While most Drosophila species harbor a single Esf2/ABP1 gene copy, the D. melanogaster genome contains multiple paralogs according to our and previously published data [40]. To facilitate subsequent analysis, we introduced new designations for them (Table 1). We defined the parental paralog CG32708 as cuckoo because its daughter copies have been scattered at different locations of the X chromosome. Both duplicated copies in cluster 1, CG23706 and CG6999, were named as chaffinch 1 and chaffinch 2, correspondingly. We defined the single paralog CG10993 in cluster 2 as brambling. Tandem amplified copies in cluster 3 were named as woodpeckers (woodpecker 1, woodpecker 2,…, woodpecker 21), as mentioned above.
To detect signatures of sequence evolution in Esf2/ABP1 homologs of D. melanogaster, we performed the codon-based Z-test that estimates the ratios of synonymous and nonsynonymous divergence between analyzed genes and close orthologs of D. simulans (Table S3). We found that purifying selection maintains the parental copy, cuckoo. In relation to other duplicated copies in all three genomic locations, we did not find significant deviations from neutral evolution.

3.3. Protein domain search in Esf2/ABP1 proteins

To detect potential innovations and functional sequence divergence in duplicated copies, we performed a search and comparison of known protein domains across Esf2/ABP1 homologs. Domain prediction for Esf2/ABP1 proteins of the melanogaster subgroup revealed that they shared with high e-value the RRM (RNA recognition motif) ABT1-like domain (domain found in activator of basal transcription 1) (Figure 5, Figure S2) that has been firstly described for the Esf2/ABP1 family [7]. The most striking divergence occurred within the species of the simulans clade with duplicated copies embedded in the intron of InaE gene (cluster 2).
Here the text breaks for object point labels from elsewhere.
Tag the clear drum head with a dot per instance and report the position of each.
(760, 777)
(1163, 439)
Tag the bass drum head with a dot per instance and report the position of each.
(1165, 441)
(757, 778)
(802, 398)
The insertion of the duplicated copy into the intron of the unrelated gene was supplemented by duplication of extended internal fragment, providing a second RRM ABT1-like domain in these proteins (Figure 5, Figure S2). We did not observe an intragenic duplication for the orthologous Brambling protein of D. melanogaster, indicating that the emergence and fixation of this whole-domain duplication occurred after the splitting of D. melanogaster from their common ancestor. All proteins analyzed also contain predicted Intrinsically Disordered Regions (IDRs) (with length from 39 aa to 109 aa); however, the overall disorder score for these proteins does not reach a high level (less than 50% of total length, from 19.5% to 41.7%) (Figure 5).
Protein domain determination for Esf2/ABP1 proteins of the suzukii subgroup revealed that all Esf2/ABP1 homologs retain the RRM ABT1-like domain near their C-termini (Figure 6, Figure S2). In addition, they contain extended continuous (in the range of 88 aa to 759 aa) IDRs at their N-termini (Figure 6). All of them have the overall disorder score equal to or exceeding 50% of the total length. Two proteins, LOC119556661 of D. subpulchrella and LOC108023671 of D. biarmipes, achieved strongly increased relative size (up to 80% of the whole length) of their continuous IDRs due to multiple intragenic tandem duplications in these regions (Figure 6, Figure S3). Thus, the divergence pattern of duplicated Esf2/ABP1 genes in the suzukii subgroup is significantly different from that of the melanogaster subgroup duplicated orthologs. A gain of IDRs for duplicated copies is currently considered as a mechanism of the acquisition of new interaction partners and can reflect a putative new functional role [49,50].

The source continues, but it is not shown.